|Disasters in the Caribbean|
Disasters are, first and foremost, a social and health issue. In the last decade, more than 24 million persons in Latin America and the Caribbean have lost their lives, loved ones, homes, workplaces and possessions to natural or manmade disasters. Disasters have damaged or destroyed hospitals and health facilities, leaving many without access to health services. The direct cost of these losses has been estimated at US$3.12 billion.
Reducing vulnerability to disasters is a public health priority and therefore a responsibility of the Pan American Health Organization, Regional Office for the Americas of the World Health Organization. The health sector must be prepared not only to meet the health needs of disaster victims but also to work to change behavior and practices that cause vulnerability and have repercussions on public health. Disaster risk reduction and management are therefore at the core of the current five-year (2008-2012) plan of the Emergency Preparedness and Disaster Relief Area (PED) of PAHO/WHO.
Reducing the impact of disasters is essential to meeting the Millennium Development Goals and is a social and political requirement in its own right.

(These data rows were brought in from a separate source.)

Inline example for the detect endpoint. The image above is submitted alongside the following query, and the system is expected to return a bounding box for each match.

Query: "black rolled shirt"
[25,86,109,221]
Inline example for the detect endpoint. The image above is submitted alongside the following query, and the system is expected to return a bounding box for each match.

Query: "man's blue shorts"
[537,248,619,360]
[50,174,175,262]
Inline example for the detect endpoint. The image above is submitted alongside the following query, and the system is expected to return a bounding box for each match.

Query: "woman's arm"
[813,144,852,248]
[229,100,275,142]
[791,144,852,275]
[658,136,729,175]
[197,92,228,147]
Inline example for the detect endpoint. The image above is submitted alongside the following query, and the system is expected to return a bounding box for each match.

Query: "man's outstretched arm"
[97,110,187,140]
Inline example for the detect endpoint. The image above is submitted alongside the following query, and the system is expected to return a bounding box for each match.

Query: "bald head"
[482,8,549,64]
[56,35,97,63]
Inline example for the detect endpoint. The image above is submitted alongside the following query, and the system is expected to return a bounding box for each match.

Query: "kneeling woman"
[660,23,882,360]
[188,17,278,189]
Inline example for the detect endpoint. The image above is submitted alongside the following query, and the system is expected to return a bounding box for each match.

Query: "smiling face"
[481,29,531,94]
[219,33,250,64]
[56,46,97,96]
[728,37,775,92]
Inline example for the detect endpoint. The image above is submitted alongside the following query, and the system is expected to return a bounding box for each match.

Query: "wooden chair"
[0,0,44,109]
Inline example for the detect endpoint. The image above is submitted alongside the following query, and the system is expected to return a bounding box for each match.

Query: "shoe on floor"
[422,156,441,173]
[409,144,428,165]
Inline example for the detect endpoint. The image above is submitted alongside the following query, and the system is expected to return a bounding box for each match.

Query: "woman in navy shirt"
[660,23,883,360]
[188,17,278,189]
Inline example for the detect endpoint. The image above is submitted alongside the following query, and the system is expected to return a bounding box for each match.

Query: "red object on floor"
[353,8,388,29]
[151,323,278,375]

The PAHO/WHO PED Caribbean Sub-Regional Office works with the following 29 countries and territories to reduce their vulnerability to disasters: Anguilla, Antigua and Barbuda, Bahamas, Barbados, Belize, British Virgin Islands, Dominica, Grenada, Guyana, Jamaica, Montserrat, St. Kitts and Nevis, Saint Lucia, St. Vincent and the Grenadines, Trinidad and Tobago, Turks and Caicos, French Departments, Aruba and the Dutch Antilles, Bermuda, Cayman Islands, Dominican Republic and Suriname.
The PED Office works primarily with the health sector disaster programs in the Ministries of Health, but includes the National Disaster Management Organizations in technical cooperation activities. There is as well ongoing collaboration with the Caribbean Disaster and Emergency Response Agency (CDERA), Caribbean Health Organizations, the Red Cross, NGOs and bilateral institutions.
Preparing the health sector to face disasters is a permanent and ongoing responsibility. Disaster preparedness efforts enhance the capacity of the health sector to respond to all types of disasters, create awareness of the associated public health risks and improve the knowledge and skills of all health actors. Technical areas of work include information dissemination and management, hospital disaster preparedness, mass casualty management, evaluation of damage and needs, and humanitarian supply management.
PAHO/WHO encourages the Ministries of Health to promote a national culture of disaster prevention. Its own technical contribution focuses on improving the safety of health services. As an example, countries are urged to use existing knowledge and tools to build new hospitals with a level of protection that helps ensure they remain operational in disaster situations. They are also encouraged to examine the vulnerability of existing health facilities and incorporate appropriate disaster mitigation measures. This includes better protecting health personnel, equipment, infrastructure and non-structural assets from the impact of disasters. PAHO/WHO applies this same strategic approach to risk reduction in water and sewerage systems to safeguard this critical infrastructure.
In disaster situations, PAHO/WHO mobilizes its extensive network of public health experts to support the damage assessment and needs analyses processes in the health sector, support epidemiological surveillance and detection of potential health risks, monitor water quality and improve the overall coordination and leadership in the health sector. The logistics support system/humanitarian supply management system (LSS/SUMA) is activated to help bring order to the chaos that often results from the massive influx of international aid. PAHO/WHO also captures and publishes the lessons learned from major disasters in an attempt to improve the management of future emergency situations.